Lorsqu'un lion mordit un enfant, quelques plaintes commencèrent cependant à s'élever mais l'association des propriétaires de lions avait déjà eu le temps de s'ériger en un puissant lobby, soutenu par les industriels de la boucherie. Un lion consommant aisément dix kilos de viande par jour, ceux-ci avaient vu leurs bénéfices grimper de façon exponentielle, à la faveur de l'engouement général. Un regroupement prolion se constitua donc. Tous les projets de loi visant à limiter la vente ou la circulation des lions en zone urbaine échouèrent piteusement devant une Assemblée nationale peu soucieuse de déplaire à tant de consommateurs-électeurs organisés. Et puis, placée devant le fait accompli, la justice fut si lente à se mettre en branle que tous les contrevenants restaient impunis, ou s'en tiraient avec une maigre amende, voire un simple avertissement. Même lorsqu'il y avait mort d'homme.
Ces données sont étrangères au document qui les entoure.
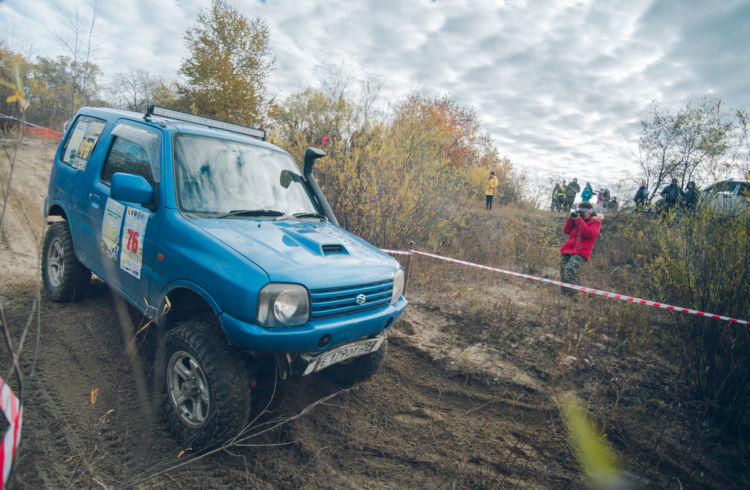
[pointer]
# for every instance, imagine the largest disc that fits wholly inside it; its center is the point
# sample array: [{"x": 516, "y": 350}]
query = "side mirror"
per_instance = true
[{"x": 131, "y": 188}]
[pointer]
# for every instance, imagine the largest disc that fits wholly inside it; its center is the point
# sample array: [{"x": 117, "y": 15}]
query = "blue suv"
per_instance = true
[{"x": 233, "y": 251}]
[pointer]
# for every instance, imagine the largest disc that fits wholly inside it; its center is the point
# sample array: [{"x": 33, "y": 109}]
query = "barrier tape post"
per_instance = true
[
  {"x": 11, "y": 407},
  {"x": 606, "y": 294},
  {"x": 408, "y": 266}
]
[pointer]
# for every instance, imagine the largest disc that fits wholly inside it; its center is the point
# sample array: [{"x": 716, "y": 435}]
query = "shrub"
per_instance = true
[{"x": 704, "y": 263}]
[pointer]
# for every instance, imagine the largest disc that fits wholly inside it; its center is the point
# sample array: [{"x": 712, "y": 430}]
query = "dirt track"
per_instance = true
[{"x": 445, "y": 411}]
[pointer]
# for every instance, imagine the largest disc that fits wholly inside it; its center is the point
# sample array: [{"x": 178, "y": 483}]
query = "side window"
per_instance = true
[
  {"x": 81, "y": 141},
  {"x": 134, "y": 151}
]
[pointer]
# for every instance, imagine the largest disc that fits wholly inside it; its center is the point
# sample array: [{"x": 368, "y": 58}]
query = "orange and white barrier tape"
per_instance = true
[
  {"x": 607, "y": 294},
  {"x": 11, "y": 407}
]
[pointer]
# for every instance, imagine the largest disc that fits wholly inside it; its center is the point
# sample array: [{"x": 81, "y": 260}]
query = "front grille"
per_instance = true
[{"x": 342, "y": 301}]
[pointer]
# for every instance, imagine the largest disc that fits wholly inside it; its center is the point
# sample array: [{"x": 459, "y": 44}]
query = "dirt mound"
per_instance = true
[{"x": 459, "y": 403}]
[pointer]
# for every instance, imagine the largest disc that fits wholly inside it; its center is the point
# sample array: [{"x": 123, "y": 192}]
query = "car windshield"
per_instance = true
[{"x": 228, "y": 178}]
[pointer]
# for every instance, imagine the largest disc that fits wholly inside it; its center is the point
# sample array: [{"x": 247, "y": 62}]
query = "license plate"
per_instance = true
[{"x": 343, "y": 353}]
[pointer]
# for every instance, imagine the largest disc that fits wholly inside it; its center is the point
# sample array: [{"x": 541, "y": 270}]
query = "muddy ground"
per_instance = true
[{"x": 452, "y": 407}]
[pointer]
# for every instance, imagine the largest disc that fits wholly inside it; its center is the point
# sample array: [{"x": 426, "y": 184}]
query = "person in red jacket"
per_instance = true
[{"x": 583, "y": 227}]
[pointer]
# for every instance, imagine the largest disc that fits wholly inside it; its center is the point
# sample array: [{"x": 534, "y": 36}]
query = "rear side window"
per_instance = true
[
  {"x": 134, "y": 151},
  {"x": 81, "y": 141}
]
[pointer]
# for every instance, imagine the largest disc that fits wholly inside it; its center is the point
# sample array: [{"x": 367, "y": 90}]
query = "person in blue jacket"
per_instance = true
[{"x": 587, "y": 193}]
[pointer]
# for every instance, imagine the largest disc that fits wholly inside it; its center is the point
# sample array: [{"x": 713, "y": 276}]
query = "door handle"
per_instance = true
[{"x": 95, "y": 199}]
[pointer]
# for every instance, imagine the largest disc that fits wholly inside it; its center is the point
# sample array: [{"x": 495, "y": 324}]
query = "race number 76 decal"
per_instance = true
[{"x": 131, "y": 256}]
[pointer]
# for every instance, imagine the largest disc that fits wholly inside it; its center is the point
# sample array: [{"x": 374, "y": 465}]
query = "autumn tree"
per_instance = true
[
  {"x": 683, "y": 143},
  {"x": 10, "y": 62},
  {"x": 225, "y": 73}
]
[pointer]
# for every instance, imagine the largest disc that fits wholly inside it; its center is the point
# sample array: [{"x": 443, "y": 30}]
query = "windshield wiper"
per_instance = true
[
  {"x": 309, "y": 215},
  {"x": 251, "y": 212}
]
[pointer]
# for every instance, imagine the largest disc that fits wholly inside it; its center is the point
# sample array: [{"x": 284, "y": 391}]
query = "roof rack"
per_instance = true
[{"x": 155, "y": 110}]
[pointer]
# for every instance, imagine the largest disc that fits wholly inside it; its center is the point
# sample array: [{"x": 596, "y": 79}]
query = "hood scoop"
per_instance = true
[{"x": 313, "y": 242}]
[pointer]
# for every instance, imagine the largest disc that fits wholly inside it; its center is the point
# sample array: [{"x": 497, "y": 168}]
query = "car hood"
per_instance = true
[{"x": 316, "y": 254}]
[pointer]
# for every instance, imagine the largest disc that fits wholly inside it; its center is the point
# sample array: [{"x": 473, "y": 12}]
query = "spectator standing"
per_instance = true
[
  {"x": 489, "y": 190},
  {"x": 587, "y": 193},
  {"x": 613, "y": 204},
  {"x": 555, "y": 193},
  {"x": 570, "y": 193},
  {"x": 641, "y": 196},
  {"x": 672, "y": 195},
  {"x": 582, "y": 228}
]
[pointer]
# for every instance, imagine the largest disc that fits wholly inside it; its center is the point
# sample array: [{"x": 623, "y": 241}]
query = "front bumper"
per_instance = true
[{"x": 315, "y": 335}]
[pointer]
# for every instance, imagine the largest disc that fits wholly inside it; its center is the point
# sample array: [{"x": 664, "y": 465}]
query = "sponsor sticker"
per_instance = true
[
  {"x": 131, "y": 257},
  {"x": 111, "y": 224}
]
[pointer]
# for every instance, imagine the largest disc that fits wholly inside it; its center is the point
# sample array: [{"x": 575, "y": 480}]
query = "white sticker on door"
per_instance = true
[
  {"x": 131, "y": 256},
  {"x": 111, "y": 224}
]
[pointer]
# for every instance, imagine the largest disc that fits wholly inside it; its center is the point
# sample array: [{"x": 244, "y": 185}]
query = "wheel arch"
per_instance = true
[{"x": 184, "y": 301}]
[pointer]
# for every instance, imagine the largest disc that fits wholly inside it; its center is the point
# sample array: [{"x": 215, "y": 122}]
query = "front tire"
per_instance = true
[
  {"x": 204, "y": 384},
  {"x": 358, "y": 369},
  {"x": 65, "y": 278}
]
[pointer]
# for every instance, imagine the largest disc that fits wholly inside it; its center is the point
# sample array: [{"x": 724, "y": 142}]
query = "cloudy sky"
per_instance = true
[{"x": 559, "y": 85}]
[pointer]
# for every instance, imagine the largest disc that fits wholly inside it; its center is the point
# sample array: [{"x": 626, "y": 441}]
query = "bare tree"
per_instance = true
[{"x": 78, "y": 39}]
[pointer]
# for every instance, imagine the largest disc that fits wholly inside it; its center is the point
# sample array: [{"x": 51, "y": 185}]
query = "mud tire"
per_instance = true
[
  {"x": 194, "y": 360},
  {"x": 65, "y": 278},
  {"x": 358, "y": 369}
]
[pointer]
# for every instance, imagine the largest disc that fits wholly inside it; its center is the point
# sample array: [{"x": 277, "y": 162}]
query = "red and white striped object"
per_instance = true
[
  {"x": 584, "y": 289},
  {"x": 13, "y": 411}
]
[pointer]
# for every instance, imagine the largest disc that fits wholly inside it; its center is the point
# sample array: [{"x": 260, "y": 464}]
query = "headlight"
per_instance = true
[
  {"x": 398, "y": 285},
  {"x": 283, "y": 305}
]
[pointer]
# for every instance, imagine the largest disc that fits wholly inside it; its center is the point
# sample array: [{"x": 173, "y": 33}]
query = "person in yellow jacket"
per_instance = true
[{"x": 489, "y": 191}]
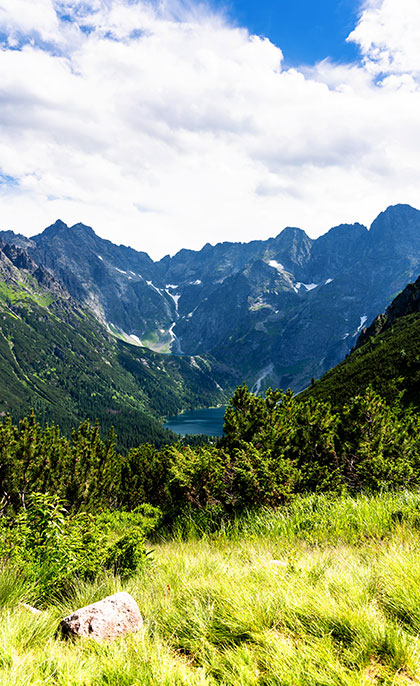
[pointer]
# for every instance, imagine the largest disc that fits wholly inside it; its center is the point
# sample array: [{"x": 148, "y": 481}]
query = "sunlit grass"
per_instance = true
[{"x": 265, "y": 601}]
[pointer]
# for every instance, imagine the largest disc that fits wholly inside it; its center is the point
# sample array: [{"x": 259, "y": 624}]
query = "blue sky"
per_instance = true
[
  {"x": 166, "y": 125},
  {"x": 306, "y": 30}
]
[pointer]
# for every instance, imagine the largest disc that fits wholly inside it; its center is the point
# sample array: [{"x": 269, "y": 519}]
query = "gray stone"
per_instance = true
[{"x": 111, "y": 617}]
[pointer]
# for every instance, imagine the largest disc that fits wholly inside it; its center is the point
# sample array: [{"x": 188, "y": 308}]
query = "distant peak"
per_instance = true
[
  {"x": 82, "y": 226},
  {"x": 58, "y": 224}
]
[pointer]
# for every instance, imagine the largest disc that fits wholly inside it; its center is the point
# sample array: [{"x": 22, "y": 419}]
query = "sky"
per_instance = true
[{"x": 169, "y": 124}]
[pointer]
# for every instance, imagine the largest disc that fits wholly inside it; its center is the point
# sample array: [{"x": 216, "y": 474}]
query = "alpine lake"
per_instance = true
[{"x": 208, "y": 421}]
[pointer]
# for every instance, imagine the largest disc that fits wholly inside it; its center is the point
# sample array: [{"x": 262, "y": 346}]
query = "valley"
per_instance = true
[{"x": 275, "y": 313}]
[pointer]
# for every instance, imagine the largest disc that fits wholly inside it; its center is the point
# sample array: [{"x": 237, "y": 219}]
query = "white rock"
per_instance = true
[{"x": 111, "y": 617}]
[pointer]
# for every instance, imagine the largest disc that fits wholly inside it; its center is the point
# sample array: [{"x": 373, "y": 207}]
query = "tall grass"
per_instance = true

Évidemment, les amis des chiens et des chats (voire des enfants) protestèrent un peu au début, mais ils apparurent vite minoritaires. Quant au lobby des fabricants de croquettes, il était bien moins riche que celui des industriels de la boucherie. Une prédation naturelle s'opéra donc entre possesseurs de lions et possesseurs de créatures plus faibles. La peur était dans le camp des opposants aux lions.

La société se réorganisa peu à peu autour de cette nouvelle donne.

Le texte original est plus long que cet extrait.